Dec 29, 2023: iRedMail-1.6.8 has been released.

**tom cotton** · 2017-10-10 03:18:18

tom cotton
Member
Offline

Registered: 2016-11-01
Posts: 49

Topic: Whitelist / Blacklist not applied to alias address

==== Required information ====
- iRedMail version (check /etc/iredmail-release): v0.9.7
- Linux/BSD distribution name and version: CentOs 6.9
- Store mail accounts in which backend (LDAP/MySQL/PGSQL): LDAP
- Web server (Apache or Nginx): Nginx
- Manage mail accounts with iRedAdmin-Pro? Yes
- [IMPORTANT] Related original log or error message is required if you're experiencing an issue.
====

I have found that email sent to the domain alias bypass the Whitelist / Blacklist exclusion.

I am applying the Whitelist / Blacklist at the user lever.

Domain = domain.com
Alias Domain for domain.com = alias.com

user@domain.com

email sent here gets returned as blacklisted

user@alias.com

email sent here gets delivered to user@domain.com

Whitelist / Blacklist should be applied to domain and all aliases.
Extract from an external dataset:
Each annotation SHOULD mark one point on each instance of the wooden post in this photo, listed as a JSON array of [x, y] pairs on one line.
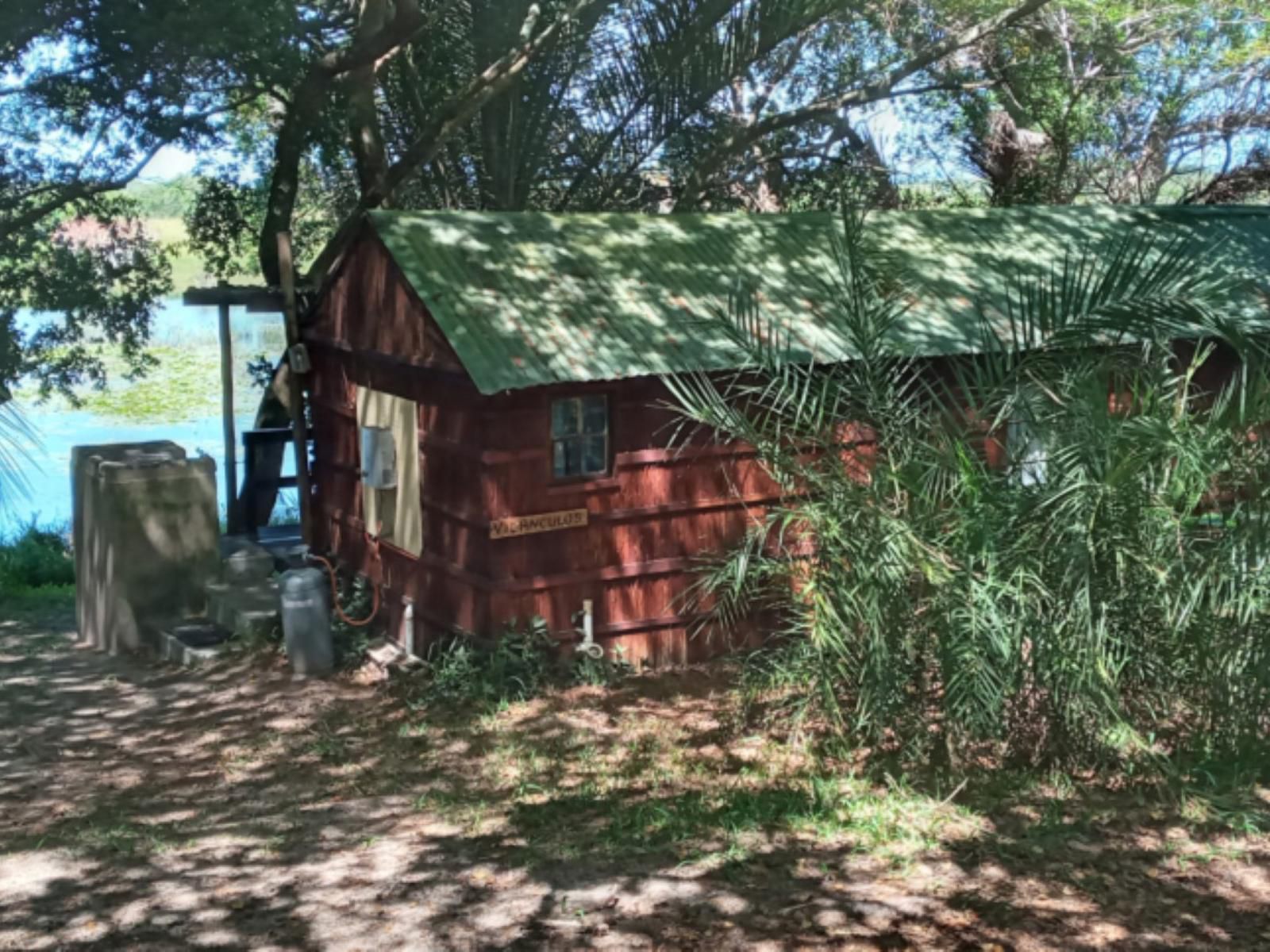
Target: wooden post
[[232, 507], [300, 437]]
Correct?

Please let me know what you think.

Thanks.

----

Spider Email Archiver: On-Premises, lightweight email archiving software developed by iRedMail team. Supports Amazon S3 compatible storage and custom branding.

**ZhangHuangbin** · 2017-10-10 09:50:59

ZhangHuangbin
iRedMail Developers
Offline

Registered: 2009-05-06
Posts: 30,770

Re: Whitelist / Blacklist not applied to alias address

Could you please turn on debug mode in iRedAPD, send one more testing email to user@alias.com, extract full log related to this testing email from /var/log/iredapd/iredapd.log and paste here?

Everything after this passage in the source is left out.